Tuesday, 21 July 2009

The Fourth Plinth - and other art

The ‘Fourth Plinth’ is the empty base of a non-existent statue in the northwest corner of Trafalgar Square. Since 1999 there has been a succession of temporary sculptures and other art pieces. Anthony Gormley won the commission for this summer with a really different idea: to have members of the public stand on the plinth for one hour each, running for 100 days – that’s 2400 people. They have applied online and been selected at random, although the selections are weighted to represent the geographical/population spread across the UK. People can do anything they like during their 60 minutes. The project (piece?) is called OneandOther.

Rachel from London doing her cleaning

I’ve been down to see what’s going on and it looks pretty successful. Certainly, when the weather is good there are many, many tourists and passers-by stopping to watch. Some ‘plinthers’ as they are now called seem to have their family and friends come to watch and support which increases the numbers. Mind you, I haven’t yet been at 3 in the morning, or when it’s very cold, wet and dark. On those occasions it might be single-figure numbers. As a warmer alternative you can stay at home and watch the live feed.

Robert Irving reading his book

My only minor criticism is of the untidy collection of portakabins, generators, JCB’s and so on which seems to be needed to support this endeavour and which now clutters the south-west corner of this important square.

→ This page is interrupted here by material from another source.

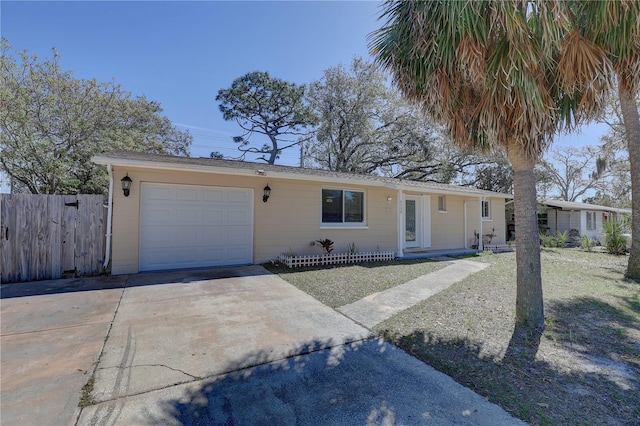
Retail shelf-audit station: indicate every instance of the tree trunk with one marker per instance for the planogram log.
(632, 130)
(529, 302)
(273, 153)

It’s a pity that one of the adjacent arts organisations couldn’t be persuaded to find some space (National Gallery, the DCMS or similar) and keep Trafalgar Square uncluttered.

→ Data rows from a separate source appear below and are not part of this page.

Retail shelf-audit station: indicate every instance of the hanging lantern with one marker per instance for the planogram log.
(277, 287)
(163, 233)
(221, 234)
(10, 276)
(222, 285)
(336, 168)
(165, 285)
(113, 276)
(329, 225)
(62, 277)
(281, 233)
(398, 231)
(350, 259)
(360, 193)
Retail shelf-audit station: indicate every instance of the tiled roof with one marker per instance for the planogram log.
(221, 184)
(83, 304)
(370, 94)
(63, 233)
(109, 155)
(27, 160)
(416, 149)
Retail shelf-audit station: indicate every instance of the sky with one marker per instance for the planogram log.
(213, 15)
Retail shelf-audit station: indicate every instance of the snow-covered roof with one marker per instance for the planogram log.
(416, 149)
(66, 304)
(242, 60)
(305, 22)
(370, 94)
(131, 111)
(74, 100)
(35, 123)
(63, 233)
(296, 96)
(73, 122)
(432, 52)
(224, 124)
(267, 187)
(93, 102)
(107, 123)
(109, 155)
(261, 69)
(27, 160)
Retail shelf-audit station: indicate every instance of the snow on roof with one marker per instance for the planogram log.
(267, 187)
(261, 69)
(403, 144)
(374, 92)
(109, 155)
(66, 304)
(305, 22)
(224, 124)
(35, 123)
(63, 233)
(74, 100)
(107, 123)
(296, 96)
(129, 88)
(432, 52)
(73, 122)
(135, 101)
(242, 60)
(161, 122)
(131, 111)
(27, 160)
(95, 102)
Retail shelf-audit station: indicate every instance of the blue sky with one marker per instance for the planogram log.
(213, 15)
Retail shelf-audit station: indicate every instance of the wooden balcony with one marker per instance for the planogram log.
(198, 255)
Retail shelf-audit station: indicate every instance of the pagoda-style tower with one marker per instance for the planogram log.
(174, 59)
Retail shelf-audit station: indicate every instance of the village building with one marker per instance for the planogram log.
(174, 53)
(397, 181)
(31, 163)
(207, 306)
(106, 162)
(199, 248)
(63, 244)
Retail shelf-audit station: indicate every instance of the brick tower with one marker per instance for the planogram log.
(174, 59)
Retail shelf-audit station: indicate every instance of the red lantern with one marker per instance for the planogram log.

On a connected point, I’ve been impressed by the willingness and ability of the arts community to host these risky, big-piece numbers and not be put off by the safety issues. I’m thinking of Tate Modern’s 2007 Doris Salcedo’s crack-in-the-floor Shibboleth piece (photo), where 15 people were injured, and Tate Britain’s recent revival of Robert Morris's Bodyspacemotionthings with 20 minor injuries.

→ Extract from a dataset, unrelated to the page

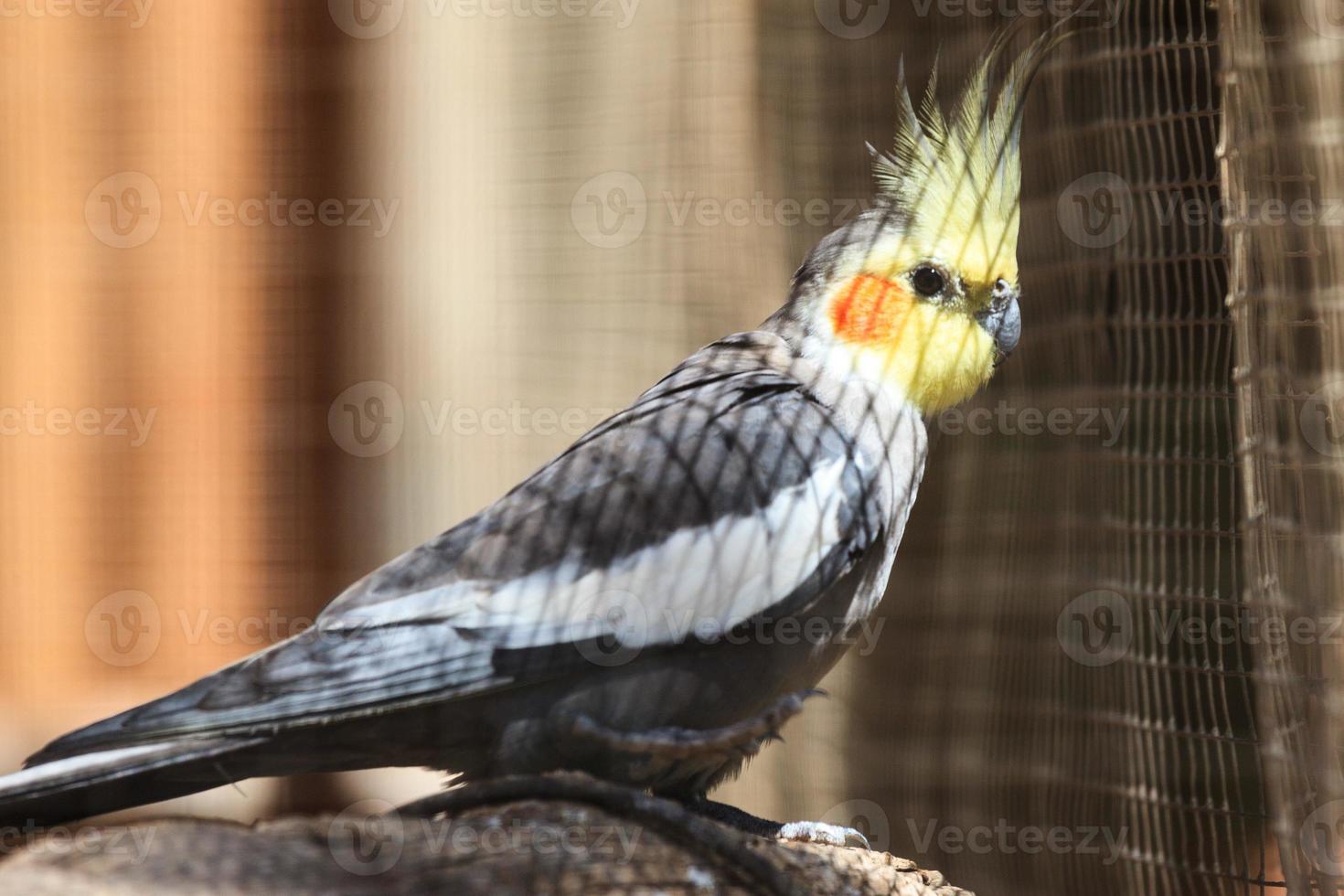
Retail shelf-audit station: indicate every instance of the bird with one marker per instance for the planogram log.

With both these projects there were some injuries, but they don’t seem to have rattled the Tate management too much. This is a welcome and positive contrast to the usual cautious, risk-averse public bodies and private companies: all rules, notices, hi-vis patrols, box-ticking corporate cultures, which would surely say ‘no’ to something as risky as allowing the public to stand on a rectangle 4m x 2m at 8 metres up in the air. Well done the Tate and others.